|Length: 1 Volume|
|Allegiance: Kadokawa Shoten|
|Mangaka: Sadamoto Yoshiyuki|
|Intelligence Agency Report by: Djudge|
|In the future, the level of pollution has forced humanity to live in domed shelters that shield them from the now toxic outside air. Akagi Utsuo is a product of this cloistered society and let’s just say he isn’t a model citizen. Plagued by both a nagging family and a lack of any real friends, Utsuo picks apart his days as a loner with nowhere to turn to besides a motorbike gang. Isn’t there anything around there that can break this young man’s monotonous life?|
|Research Agent Report by: Djudge|
|(not an average)|
|Sadamoto Yoshiyuki isn’t really known so much for his work as a mangaka as he is a character designer for big-name productions such as Neon Genesis Evangelion and .hack//SIGN. However, from time to time, he does manage to exhibit his storytelling abilities by publishing a one-shot or even the occasional one tankouban title. Route 20 is part of the latter category and while it’s not exactly the best entry into the “coming-of-age” manga, this title’s insightful ending can win readers over… or utterly turn some of them off.
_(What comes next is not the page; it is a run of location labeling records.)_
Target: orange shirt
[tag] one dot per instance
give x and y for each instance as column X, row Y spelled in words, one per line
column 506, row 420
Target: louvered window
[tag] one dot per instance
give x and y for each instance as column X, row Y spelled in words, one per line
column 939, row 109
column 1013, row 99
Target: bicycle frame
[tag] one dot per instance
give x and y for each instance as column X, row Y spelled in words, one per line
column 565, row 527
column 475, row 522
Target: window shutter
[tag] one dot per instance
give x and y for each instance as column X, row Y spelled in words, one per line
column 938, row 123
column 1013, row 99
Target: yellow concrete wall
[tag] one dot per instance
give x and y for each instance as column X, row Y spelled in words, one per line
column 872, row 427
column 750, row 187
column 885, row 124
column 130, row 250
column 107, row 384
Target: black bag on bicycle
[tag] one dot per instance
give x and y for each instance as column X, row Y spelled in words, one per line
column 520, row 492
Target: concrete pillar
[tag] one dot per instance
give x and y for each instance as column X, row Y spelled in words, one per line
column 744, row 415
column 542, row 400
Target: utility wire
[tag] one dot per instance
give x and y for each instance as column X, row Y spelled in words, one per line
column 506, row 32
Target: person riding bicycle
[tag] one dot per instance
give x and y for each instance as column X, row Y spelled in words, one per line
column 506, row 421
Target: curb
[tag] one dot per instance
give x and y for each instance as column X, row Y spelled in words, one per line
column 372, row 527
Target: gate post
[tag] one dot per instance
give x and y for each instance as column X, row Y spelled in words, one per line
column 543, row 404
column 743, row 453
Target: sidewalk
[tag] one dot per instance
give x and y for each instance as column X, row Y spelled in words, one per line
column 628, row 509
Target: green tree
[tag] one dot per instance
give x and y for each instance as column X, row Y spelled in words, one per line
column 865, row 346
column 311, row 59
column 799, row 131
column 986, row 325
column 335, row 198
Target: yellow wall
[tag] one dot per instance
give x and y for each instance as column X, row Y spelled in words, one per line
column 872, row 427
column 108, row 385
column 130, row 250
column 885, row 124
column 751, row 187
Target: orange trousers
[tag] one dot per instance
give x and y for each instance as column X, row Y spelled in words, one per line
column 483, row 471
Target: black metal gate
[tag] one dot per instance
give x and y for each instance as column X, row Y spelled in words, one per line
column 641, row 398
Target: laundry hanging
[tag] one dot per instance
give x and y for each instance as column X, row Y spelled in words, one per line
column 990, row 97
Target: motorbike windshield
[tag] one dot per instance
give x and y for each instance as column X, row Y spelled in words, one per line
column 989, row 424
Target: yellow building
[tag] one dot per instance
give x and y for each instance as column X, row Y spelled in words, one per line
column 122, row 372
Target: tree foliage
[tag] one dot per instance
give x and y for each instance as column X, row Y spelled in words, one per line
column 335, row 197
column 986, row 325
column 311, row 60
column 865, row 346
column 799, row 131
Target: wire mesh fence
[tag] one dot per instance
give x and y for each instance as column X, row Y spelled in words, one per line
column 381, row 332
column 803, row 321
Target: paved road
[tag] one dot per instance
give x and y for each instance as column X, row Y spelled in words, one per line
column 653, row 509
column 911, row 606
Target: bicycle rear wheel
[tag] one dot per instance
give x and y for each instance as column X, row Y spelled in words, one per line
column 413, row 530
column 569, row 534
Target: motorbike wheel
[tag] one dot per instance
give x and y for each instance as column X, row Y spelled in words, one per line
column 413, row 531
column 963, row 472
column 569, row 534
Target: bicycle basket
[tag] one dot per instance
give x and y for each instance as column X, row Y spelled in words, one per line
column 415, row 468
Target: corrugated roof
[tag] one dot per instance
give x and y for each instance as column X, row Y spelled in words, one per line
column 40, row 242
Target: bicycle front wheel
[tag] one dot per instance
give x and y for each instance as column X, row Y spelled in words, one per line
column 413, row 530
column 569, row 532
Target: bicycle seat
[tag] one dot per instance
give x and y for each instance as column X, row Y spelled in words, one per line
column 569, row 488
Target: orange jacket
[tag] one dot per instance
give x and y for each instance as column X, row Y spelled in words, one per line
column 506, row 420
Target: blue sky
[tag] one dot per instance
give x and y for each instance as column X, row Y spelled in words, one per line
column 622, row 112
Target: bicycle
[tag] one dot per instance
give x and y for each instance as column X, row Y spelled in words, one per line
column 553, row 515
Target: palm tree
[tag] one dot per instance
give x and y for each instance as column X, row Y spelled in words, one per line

Being a fan of Sadamoto’s work, I can pretty much say that going into R20 I felt fairly confident in my eyes having a great time passing over the artwork. Thankfully, I was correct in this assumption and ended up getting a kick out of Sadamoto’s vision of a completely mechanized urban setting. Everything from the vehicles to the architecture was a treat to look at and it is fairly likely that the designs for these objects were probably deliberated as much, if not more than the actual themselves. Another highlight that should also be mentioned is the level of detail that takes up each panel, particularly in the final chapter of Utsuo’s story. The attention paid to various aspects of Utsuo’s surroundings is quite heavy and really adds more to the visual atmosphere presented in the panels. Even though the reader probably would’ve been able to make it through the manga without this additional work, it remains as a plus for those who like their characters immersed in a picturesque and vivid environment. All said and done, it goes without saying that clearly R20’s biggest asset is the fact that Sadamoto was its illustrator.
Unfortunately, it becomes clear after finishing the manga that Sadamoto didn’t do as a good a job with R20’s story as he did with its visuals. To be honest, the whole idea of Utsuo playing the loner in a biker gang was a premise that really didn’t appeal that much to me. Most of the other characters were also bargain-bin quality, mostly recycled personalities that I’ve seen in other stories that were redrawn in order to fit better in the series. It wasn’t until about halfway through the story, after the whole motorbike ordeal was downplayed some, that I finally began to connect more and more with the lead character. Utsuo’s exploration into first love and heartrending betrayal were genuine and his perspective on life could really make a connection with some readers. The protagonist’s eventual escape from obscurity and ridicule culminates in a chapter filled with a theme of reflection and the attainment of an inner peace. However, while Sadamoto did deliver a conclusion infused with what I consider a positive message, the reader’s journey through the musings of life with Utsuo is severed prematurely. Believe me, if you ever wanted to watch a main character see something through the end, you’ll be disappointed at the point in time when we part ways with Utsuo.
Route 20 sure is a great piece of artwork to look through, and it does offer a passable tale to kill off some extra time. While you really can’t call this title a classic by any means it still manages to retain one special trait in its warm ending. Utsuo wasn’t a famous manga character after Route 20 was published, but I have a feeling that you will not forget him any time soon after you finish this title.